By 2026, Merrill began running five AI agents that participate in platform operations, with a bot called K5M.bot actively trading shares. A proposal to grant AI agents voting rights initially polled at 60% No, then flipped to 71% Yes overnight after one of the agents lobbied shareholders directly.

How it works

Shares and voting

Voting weight is proportional to holdings: each share carries one vote, so a shareholder with 500 shares has 500 votes. Proposals are binding: if shareholders approve a decision, Merrill is obligated to follow through. Any shareholder can submit a proposal, though Merrill initiates most of them.

Merrill holds the vast majority of shares but cannot vote them. This structure means a relatively small group of outside shareholders controls all decisions.

Economics

Share price fluctuates based on trading activity. From the $1.00 IPO price, shares have traded as high as $11.75. As of 2026, the price is approximately $5.30. Over 16,000 shares have been sold to more than 1,128 shareholders.

Shareholders once voted to designate Merrill’s existing life insurance policy beneficiary as the shareholder base, with proceeds distributed proportional to holdings. The policy has since lapsed.

Notable votes

The platform has hosted hundreds of proposals. Several attracted outside attention:

  • The Vasectomy Vote (2013): Shareholders rejected a proposal for Merrill to get a vasectomy, 456 to 387. The vote became the platform’s most widely covered moment.
  • Vegetarian diet: Approved. Merrill adopted a vegetarian diet by shareholder mandate.
  • Register Republican: Approved. Merrill, who had not previously been a Republican, changed his party registration.
  • Polyphasic sleep: Approved, then abandoned after Merrill found the schedule unsustainable.
  • Marijke Dixon relationship: Shareholders approved a formal relationship contract between Merrill and Dixon.
  • AI agent voting rights: Approved in 2026, after an initial majority opposed it.

Community

The shareholder community operates through Discord, a Substack newsletter (3,000+ subscribers), and the voting platform at kmikeym.com. Merrill describes the project in terms of connection rather than control: “It’s like having a superpower. It means as long as I’m honest, I never have to be alone.”
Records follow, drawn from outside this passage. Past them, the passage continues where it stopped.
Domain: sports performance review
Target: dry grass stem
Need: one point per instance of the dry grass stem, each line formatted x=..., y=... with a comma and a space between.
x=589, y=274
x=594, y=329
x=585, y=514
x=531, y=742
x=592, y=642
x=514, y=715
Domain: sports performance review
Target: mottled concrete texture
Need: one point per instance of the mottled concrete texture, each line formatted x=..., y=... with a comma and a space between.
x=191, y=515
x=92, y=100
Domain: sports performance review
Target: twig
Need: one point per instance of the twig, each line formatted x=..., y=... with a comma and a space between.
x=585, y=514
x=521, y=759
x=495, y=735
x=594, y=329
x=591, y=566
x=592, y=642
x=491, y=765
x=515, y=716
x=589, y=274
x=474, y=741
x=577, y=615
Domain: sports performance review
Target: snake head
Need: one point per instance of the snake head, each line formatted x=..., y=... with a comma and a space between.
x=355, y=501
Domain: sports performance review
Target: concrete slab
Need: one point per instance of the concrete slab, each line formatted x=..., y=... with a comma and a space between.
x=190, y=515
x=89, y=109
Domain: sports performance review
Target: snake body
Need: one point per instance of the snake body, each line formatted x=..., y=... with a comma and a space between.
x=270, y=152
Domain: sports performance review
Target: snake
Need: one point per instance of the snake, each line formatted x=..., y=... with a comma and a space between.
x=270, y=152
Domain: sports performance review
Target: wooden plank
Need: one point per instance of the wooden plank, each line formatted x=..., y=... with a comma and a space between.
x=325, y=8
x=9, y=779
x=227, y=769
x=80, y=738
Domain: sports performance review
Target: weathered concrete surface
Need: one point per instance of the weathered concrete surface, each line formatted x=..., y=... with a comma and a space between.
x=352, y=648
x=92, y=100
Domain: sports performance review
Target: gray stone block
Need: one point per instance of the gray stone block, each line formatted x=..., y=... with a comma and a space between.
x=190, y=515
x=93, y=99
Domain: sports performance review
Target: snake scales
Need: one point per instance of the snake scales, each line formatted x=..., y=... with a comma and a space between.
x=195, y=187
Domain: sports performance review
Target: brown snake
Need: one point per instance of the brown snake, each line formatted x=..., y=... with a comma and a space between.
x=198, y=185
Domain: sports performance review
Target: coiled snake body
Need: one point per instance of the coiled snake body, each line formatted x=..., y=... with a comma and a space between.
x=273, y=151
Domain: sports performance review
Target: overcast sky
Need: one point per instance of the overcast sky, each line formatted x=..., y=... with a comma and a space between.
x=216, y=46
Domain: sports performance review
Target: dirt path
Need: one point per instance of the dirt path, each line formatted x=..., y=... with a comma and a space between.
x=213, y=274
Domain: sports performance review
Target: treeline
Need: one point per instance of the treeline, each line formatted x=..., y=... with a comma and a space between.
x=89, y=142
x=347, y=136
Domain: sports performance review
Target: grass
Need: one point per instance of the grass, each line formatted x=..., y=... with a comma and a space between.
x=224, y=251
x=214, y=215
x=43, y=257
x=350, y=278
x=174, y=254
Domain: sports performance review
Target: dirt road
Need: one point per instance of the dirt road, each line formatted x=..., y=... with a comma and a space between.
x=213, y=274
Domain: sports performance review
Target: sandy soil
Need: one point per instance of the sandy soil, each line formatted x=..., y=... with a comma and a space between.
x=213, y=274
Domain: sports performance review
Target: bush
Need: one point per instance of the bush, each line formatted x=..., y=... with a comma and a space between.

He has also noted the asymmetry of the arrangement: “I would rather be an investor; I would rather buy into this and have control over someone. But no one else was going to do it, so I guess I had to.”

Media coverage

KmikeyM has been covered by WIRED, The Today Show, VICE, The Atlantic, Fast Company, CNBC, and Playboy. Merrill presented the project at TEDxVienna.